According to Ministry of Finance data, the government has curtailed its participation in the domestic debt market after frontloading its financing needs in the first half of the year – i.e. planning to borrow more for the first six months of the year.
According to the Treasury Department of the Ministry of Finance’s new issuance calendar released on Monday, the government plans to issue GH21.17 billion in the fourth quarter, of which GH20.13 billion will be used to rollover maturities and the remaining GH1 billion – or 4.9 percent of the total target – will be used to meet the country’s financing needs.
In the preceding calendar quarter, the government set a fresh issuance target of GH611.94 million, or around 2.6 percent of the entire objective for that time period.
However, the government required GH2.61 billion and GH4.13 billion in additional issuances from the domestic debt market in the first and second quarters, respectively, suggesting that new issuances in the first half were larger than those in the second half.
Given the rising debt levels – particularly in the first half of the year – the move is welcome. The public debt stock climbed to 77.1 percent of GDP at the end of June 2021, up from 76.1 percent at the end of December 2020, including bailouts for the financial and energy sectors.

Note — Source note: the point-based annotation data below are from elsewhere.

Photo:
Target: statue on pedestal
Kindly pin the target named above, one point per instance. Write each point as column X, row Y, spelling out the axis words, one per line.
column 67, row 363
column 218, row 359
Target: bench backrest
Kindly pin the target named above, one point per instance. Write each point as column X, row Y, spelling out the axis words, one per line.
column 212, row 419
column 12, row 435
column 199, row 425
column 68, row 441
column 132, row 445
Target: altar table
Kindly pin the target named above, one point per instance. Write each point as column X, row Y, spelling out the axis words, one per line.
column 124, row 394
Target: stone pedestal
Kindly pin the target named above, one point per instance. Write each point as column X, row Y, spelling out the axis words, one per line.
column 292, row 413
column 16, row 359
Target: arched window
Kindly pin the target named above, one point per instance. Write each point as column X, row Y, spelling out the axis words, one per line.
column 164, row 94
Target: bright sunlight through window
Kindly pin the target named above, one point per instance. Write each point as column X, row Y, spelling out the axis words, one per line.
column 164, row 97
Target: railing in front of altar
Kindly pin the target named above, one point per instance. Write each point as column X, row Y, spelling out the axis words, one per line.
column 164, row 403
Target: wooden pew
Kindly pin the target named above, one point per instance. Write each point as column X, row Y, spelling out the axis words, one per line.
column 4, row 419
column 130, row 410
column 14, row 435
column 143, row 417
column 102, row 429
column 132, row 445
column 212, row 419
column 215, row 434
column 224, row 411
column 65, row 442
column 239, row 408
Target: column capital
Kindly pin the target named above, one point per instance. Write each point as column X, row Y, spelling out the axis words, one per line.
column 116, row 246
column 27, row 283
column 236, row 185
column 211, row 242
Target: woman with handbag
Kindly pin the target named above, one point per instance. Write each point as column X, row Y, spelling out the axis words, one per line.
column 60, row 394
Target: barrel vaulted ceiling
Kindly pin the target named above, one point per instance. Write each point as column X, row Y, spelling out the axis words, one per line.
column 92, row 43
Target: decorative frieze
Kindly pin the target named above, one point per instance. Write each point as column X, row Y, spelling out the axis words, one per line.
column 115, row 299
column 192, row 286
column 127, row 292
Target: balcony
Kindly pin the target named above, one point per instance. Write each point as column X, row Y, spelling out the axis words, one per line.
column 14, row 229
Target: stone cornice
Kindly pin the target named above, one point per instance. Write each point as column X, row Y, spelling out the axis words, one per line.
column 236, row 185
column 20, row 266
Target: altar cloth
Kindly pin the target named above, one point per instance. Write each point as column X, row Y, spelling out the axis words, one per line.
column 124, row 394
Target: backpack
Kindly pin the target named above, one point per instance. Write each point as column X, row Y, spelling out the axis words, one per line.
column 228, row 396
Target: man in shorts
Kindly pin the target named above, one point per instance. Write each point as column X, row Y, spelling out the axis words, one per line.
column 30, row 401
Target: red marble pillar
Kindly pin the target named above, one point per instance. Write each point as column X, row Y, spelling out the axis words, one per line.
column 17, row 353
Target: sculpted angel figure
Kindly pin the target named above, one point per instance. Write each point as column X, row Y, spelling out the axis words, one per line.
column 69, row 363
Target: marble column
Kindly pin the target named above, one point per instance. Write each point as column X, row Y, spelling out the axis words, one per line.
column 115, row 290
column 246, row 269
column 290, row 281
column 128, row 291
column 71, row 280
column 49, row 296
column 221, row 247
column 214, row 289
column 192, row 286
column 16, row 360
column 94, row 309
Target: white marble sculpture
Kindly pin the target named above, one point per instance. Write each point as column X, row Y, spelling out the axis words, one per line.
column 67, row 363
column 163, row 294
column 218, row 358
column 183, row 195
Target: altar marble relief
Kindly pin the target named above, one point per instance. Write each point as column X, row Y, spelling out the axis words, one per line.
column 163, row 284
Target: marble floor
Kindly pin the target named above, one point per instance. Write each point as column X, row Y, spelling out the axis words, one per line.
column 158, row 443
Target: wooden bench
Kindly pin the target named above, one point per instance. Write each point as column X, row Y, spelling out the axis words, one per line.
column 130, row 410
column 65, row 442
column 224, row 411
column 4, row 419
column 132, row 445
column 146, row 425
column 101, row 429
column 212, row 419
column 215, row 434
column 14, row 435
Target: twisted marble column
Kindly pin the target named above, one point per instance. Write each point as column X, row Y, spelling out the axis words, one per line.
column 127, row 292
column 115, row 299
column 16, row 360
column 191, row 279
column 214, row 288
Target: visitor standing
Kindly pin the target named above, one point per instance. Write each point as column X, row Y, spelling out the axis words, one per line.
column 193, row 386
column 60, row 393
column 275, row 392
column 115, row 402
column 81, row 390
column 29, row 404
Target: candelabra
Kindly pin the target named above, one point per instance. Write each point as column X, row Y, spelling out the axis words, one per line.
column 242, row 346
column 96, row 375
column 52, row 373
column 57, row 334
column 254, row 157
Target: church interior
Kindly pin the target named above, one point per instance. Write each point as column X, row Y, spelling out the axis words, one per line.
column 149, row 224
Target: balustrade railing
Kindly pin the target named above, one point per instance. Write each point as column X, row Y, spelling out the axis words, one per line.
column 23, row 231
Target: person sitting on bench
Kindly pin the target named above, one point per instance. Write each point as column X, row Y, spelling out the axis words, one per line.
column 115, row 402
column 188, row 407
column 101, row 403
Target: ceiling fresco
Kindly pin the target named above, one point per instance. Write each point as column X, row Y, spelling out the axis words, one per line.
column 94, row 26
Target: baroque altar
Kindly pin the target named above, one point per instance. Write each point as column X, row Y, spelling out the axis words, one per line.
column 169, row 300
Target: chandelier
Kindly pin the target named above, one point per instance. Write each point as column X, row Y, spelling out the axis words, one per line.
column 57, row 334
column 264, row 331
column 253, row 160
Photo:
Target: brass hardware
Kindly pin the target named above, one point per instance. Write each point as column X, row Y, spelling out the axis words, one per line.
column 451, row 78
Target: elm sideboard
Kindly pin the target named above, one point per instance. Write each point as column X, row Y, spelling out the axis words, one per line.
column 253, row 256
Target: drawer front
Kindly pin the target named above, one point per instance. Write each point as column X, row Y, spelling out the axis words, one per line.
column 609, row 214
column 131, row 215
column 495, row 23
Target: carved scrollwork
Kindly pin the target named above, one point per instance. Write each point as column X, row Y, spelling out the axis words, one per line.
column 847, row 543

Senior analyst with Databank Research, Courage Kingsley Martey, noted in a previous interview with the B&FT that the reduced demand for new issuances is an encouraging signal in the context of market concerns about the rate of increase in Ghana’s debt stock.
“The low need for fresh issuances reflects the strong investor demand and excess uptake at issuances during the first half of 2021. So, it is encouraging to see the Treasury scaling back on new issuances as the domestic financing requirements are met,” he explained.
After falling to significantly low levels, domestic yields have picked up since the third quarter, mainly due to selling pressures from non-resident investors; which has created an excess supply of bonds on the secondary market without a corresponding bid to match, leading to a drop-in bond price (a rise in yields).
Thus, government’s further decision to limit new issuances could help restrain the extra upward pressure on yields in this last quarter, subject to other key factors such as inflation and forex risks.
But the fact that a majority of the planned issuance is rolling over of existing debt means investors will still need to deploy the cash on their balance sheet.
Consistent with the Medium-term Debt Management Strategy, government indicates that it may announce other tap-ins/reopening of existing instruments depending on market conditions.